The dungeons were rising too.

By the eighth step, a shadow so vast it swallowed the sun engulfed the courtyard.

I took exactly ten steps away.

Behind me, the students stood frozen—caught between terror and a desperate, fragile hope. They were waiting.

Waiting for their Hero to stand.

Waiting for Kaelen to shine.

BOOM!

The impact didn't just shake the ground—it felt like the world itself lurched.

A cloud of pulverized marble and red mist erupted outward.

The Orc landed.

And its massive weight didn't crush my chest.

It slammed directly onto Kaelen's legs.

The sound of snapping bone was louder than the rift.

"ARGHHHH—!"

His scream tore through the courtyard—high-pitched, broken, utterly un-heroic.

The golden boy was gone.

In his place was something small. Fragile. Screaming in the dirt as a monster pinned him down like he was nothing.

The expressions of the students shattered in an instant.

Hope collapsed into despair.

Their protector wasn't standing.

He was begging.

I didn't look back.

I already knew what came next.

The sister's scream. The teacher's arrival. The last-second rescue.

The Hero would survive.

But the story?

The story was already bleeding out.

The air thickened, charged with a static that made the hair on my arms stand on end.

The narrative had called this the "Great Awakening."

From where I stood—

It felt like a slaughterhouse.

I had exactly seven minutes.

Seven minutes before the Second Wave.

Not scouts.

Not stragglers.

That was when the sky would turn into a sieve, and the ground would vomit out the nightmares buried beneath it for centuries.

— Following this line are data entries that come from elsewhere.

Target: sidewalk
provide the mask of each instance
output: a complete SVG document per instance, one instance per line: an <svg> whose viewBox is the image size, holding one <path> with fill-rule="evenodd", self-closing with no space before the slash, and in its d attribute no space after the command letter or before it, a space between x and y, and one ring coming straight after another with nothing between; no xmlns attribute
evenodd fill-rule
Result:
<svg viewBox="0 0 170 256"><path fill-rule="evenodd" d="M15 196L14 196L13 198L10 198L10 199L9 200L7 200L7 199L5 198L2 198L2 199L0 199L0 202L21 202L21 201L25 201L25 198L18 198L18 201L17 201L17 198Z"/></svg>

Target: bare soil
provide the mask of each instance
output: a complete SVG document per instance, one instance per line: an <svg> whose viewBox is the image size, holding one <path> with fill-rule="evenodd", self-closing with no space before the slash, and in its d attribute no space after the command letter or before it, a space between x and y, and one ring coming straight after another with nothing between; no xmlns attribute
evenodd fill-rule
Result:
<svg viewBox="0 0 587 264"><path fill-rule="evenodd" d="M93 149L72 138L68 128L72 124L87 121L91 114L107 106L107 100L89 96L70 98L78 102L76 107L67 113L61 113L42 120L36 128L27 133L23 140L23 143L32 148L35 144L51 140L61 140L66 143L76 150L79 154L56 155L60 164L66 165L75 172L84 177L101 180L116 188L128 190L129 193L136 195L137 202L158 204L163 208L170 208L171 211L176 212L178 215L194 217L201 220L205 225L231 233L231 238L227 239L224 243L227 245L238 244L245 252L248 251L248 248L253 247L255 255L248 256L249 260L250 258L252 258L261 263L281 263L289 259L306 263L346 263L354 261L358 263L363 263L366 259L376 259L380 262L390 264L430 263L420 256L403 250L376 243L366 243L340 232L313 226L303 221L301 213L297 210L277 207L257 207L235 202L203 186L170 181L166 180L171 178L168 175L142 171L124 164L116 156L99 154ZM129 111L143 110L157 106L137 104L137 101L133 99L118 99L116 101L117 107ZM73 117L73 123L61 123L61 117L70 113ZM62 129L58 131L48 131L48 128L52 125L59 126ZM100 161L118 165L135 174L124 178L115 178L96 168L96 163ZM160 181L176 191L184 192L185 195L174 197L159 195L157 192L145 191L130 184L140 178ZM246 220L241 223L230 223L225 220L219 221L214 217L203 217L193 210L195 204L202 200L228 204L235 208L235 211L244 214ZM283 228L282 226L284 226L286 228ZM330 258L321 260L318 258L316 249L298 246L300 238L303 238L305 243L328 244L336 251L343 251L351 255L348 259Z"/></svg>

In the novel, this was when the world changed.

To me—

It was a deadline.

I looked down at my hands—trembling, covered in dirt and my own blood.

No blue screen appeared.

No voice whispered in my mind.

No system. No gift. No salvation.

The universe wasn't offering me power.

It had already tried to bury me.

"If I don't have a system..." I muttered, my voice lost beneath the distant screams, "then I'll just have to use the only thing it couldn't take from me."

Memory.

Every spoiler. Every hidden item. Every "broken" piece of lore the fans had complained about.

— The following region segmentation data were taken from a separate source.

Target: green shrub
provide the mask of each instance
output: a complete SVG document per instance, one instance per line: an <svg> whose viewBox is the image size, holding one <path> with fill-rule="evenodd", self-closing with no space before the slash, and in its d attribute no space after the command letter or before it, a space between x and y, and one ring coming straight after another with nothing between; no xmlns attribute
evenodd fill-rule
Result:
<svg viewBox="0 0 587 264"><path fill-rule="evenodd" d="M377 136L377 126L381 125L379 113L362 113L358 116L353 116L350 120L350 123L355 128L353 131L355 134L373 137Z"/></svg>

If the world was going to play dirty—

I'd play worse.

I didn't have a Level Up button.

But I had something better.

I knew this hell.

And while everyone else was still frozen—staring at the fallen Hero—

Something far worse was waking up.

In the Academy's Sunken Garden.

"She'll be there..."

My voice dropped to a whisper.

In the novel, the Sunken Garden was nothing more than a peaceful backdrop—a place of quiet beauty. A place where Kaelen would one day share a romantic moment with the female lead.

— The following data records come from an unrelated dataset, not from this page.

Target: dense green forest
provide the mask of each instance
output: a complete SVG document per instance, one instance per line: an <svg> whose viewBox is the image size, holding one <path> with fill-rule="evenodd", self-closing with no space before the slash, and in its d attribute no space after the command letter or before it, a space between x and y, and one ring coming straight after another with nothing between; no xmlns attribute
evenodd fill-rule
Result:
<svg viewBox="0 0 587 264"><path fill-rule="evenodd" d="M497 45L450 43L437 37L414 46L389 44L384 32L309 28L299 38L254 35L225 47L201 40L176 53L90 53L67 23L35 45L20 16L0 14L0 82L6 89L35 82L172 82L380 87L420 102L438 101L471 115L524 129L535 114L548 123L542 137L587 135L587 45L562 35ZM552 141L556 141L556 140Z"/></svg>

"Eternal peace," the story had called it.

What a lie.

The peace wasn't there to comfort.

It was there to contain.

The story never mentioned what lay buried beneath it.

Never mentioned that the first true monster— the one meant to stand at the end of the first apocalypse— had been sealed there for three centuries.

The First S-Class Monster—the girl who was once human, and who had been broken so completely she forgot how to scream.